SASKATOON -- The University of Saskatchewan and artists from the area have teamed up to educate and inspire people on water challenges through the Virtual Water Gallery (VWG).

“It’s a space for collaborations between artists, water experts, and the public to collectively reflect on water challenges that we all face,” said U of S postdoctoral fellow with Global Water Futures (GWF) and lead curator for VWG Louise Arnal.

The VWG features seven projects funded by GWF and an additional five external projects. In total eight artists and researchers are from Saskatoon plus an additional three communications staff.
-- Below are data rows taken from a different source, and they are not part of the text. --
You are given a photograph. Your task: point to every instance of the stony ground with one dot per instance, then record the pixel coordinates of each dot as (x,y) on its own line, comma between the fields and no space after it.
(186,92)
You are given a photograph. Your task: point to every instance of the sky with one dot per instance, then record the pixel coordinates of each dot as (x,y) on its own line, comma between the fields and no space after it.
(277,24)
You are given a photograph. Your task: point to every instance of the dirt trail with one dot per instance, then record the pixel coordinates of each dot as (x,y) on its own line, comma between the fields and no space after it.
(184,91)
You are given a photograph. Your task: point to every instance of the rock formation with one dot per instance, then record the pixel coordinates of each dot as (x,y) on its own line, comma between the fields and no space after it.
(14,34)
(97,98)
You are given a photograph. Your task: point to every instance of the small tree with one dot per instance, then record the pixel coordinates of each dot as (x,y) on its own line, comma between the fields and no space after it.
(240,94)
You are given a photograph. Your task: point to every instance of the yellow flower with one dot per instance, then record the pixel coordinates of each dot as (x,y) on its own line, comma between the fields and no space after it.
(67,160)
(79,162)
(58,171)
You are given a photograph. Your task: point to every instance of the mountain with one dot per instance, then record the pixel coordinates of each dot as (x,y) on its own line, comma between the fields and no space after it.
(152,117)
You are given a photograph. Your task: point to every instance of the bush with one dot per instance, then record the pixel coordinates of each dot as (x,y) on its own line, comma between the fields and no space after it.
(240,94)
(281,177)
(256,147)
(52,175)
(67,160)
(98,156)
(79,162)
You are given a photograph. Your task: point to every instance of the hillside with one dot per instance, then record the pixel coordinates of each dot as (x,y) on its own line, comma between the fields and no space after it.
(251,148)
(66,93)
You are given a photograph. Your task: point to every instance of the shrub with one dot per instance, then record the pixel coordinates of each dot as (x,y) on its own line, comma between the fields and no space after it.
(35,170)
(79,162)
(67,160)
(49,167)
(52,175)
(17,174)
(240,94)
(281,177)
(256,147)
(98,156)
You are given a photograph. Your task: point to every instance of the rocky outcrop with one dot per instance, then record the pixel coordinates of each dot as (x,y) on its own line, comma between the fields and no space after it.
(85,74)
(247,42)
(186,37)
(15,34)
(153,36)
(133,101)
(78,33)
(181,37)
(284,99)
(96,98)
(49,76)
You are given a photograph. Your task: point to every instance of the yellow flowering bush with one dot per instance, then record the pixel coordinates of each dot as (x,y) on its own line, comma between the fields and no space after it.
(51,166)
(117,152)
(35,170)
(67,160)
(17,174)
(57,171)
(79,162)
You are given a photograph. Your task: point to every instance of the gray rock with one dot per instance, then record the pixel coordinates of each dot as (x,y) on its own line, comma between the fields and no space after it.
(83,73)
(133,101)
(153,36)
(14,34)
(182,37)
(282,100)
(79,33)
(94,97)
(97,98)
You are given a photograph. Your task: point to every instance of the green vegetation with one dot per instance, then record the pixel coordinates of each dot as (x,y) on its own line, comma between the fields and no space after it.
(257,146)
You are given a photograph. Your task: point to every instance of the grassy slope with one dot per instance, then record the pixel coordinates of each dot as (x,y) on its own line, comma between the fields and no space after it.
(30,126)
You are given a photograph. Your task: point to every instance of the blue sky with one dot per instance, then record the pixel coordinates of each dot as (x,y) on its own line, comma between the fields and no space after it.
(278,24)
The curators of the work are also employed by the university.

The project was launched April 29 and can be viewed online at the Virtual Water Gallery.
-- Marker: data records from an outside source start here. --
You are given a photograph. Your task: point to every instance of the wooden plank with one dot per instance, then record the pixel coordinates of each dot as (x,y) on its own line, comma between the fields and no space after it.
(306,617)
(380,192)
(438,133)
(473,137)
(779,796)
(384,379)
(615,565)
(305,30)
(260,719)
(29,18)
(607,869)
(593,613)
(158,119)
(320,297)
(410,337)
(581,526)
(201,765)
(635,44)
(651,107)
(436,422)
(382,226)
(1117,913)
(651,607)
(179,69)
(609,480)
“We truly believe by bringing these different perspectives together, so perspectives from the community of artists, Indigenous peoples and many others, we can essentially find more holistic and creative solutions to these water challenges,” Arnal said. 

Arnal’s piece, Deep Time, portrays the challenges of groundwater and related environmental challenges.

“Groundwater is something that you cannot see with your own eyes and that we very rarely think about,” Arnal said. “We created this book because we basically have each page that describes the layer or an aquifer of the Western Canada Sedimentary Basin.”

The VWG also sheds light on permafrost thaw, agriculture, impacts of climate change in the sub-Arctic and the Peyto Glacier. Another project looks at the flow of water from mountains through to the seas.

“Groundwater, it’s not photogenic, it’s hard to visualize,” said U of S geological engineer Grant Ferguson. “To have Louise bring that to life was pretty special.”

“Scientists and engineers can talk to each other and communicate, but that doesn’t always resonate with the public and all the emotion is just kind of stripped away from it but these are issues that should invoke a bit of emotion.”